When the March 11 earthquake struck northeast Japan, there were over 6400 employees on site at the Daiichi Fukushima nuclear power plant. Two workers will killed on the premises in the ensuing tsunami, after rushing into a building to secure equipment after the quake. Since then, hundreds of workers from the plant and other TEPCO sites in Japan have worked in shifts in the dangerous conditions. To deal with the disaster, the government raised the legal limit for the workers’ radiation exposure to 250 millisieverts per year. Three workers have been taken for treatment for burns after being exposed to radioactive water, and at least two female workers have been assessed as having surpassed the 5 millisieverts limit in a three-month period in the first days after the event. (Under Japanese law, women’s exposure limits are evaluated by month, not by year, taking pregnancy into consideration.)

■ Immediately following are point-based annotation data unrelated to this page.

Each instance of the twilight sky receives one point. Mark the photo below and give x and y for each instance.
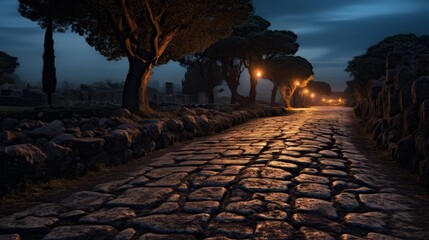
(330, 33)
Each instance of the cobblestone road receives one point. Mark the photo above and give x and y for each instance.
(300, 176)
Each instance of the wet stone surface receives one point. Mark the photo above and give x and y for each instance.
(300, 176)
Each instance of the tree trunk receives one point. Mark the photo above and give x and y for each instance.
(274, 95)
(135, 97)
(49, 79)
(210, 95)
(253, 83)
(285, 97)
(233, 88)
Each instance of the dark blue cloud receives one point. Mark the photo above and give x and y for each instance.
(330, 33)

The employee has not reported having any health problems, but it’s worth noting how this overexposure seemingly happened, according to Kyodo:

An employee of the plant operator… told Kyodo News that without informing some site workers, the utility, known as TEPCO, had started to vent radioactive steam on March 12 from one of the crippled reactors at the power station to depressurize its container. The first release of such steam in Japan is believed to have increased the risk of the workers being exposed to a huge amount of radiation, underscoring that the safety and health management by TEPCO has been sloppy.

After the reactor steam was confirmed vented shortly past 2 p.m., the radiation level, which began rising at 4:40 a.m. that day and reached over 70 times the usual level two hours later, more than doubled in 20 minutes to 180 times the usual level at 2:20 p.m. at the entrance of the nuclear plant, according to data provided by TEPCO.

‘Sloppy’ is one term that comes to mind. I can think of others. The Japanese courts will ultimately decide whether TEPCO was criminally negligent of its handling of this crisis. In the meantime, what I would really be interested in knowing is whether the workers who are going into this uncharted territory today feel like they can still trust their employer. I would have loved to have asked them myself when I visited Fukushima last week, but the workers are being cordoned off at J-Village, inaccessible to the press. That physical precaution makes sense, but the media outlets who have made contact with workers seem to keep having less-than-encouraging stories like not being alerted to major releases of radioactive steam. We’ll know a lot more when these employees are allowed to speak freely about the last three months, assuming some choose to. Until then, while the international spotlight shines somewhere else, they’ll be putting their suits and oxygen masks on, and going to work.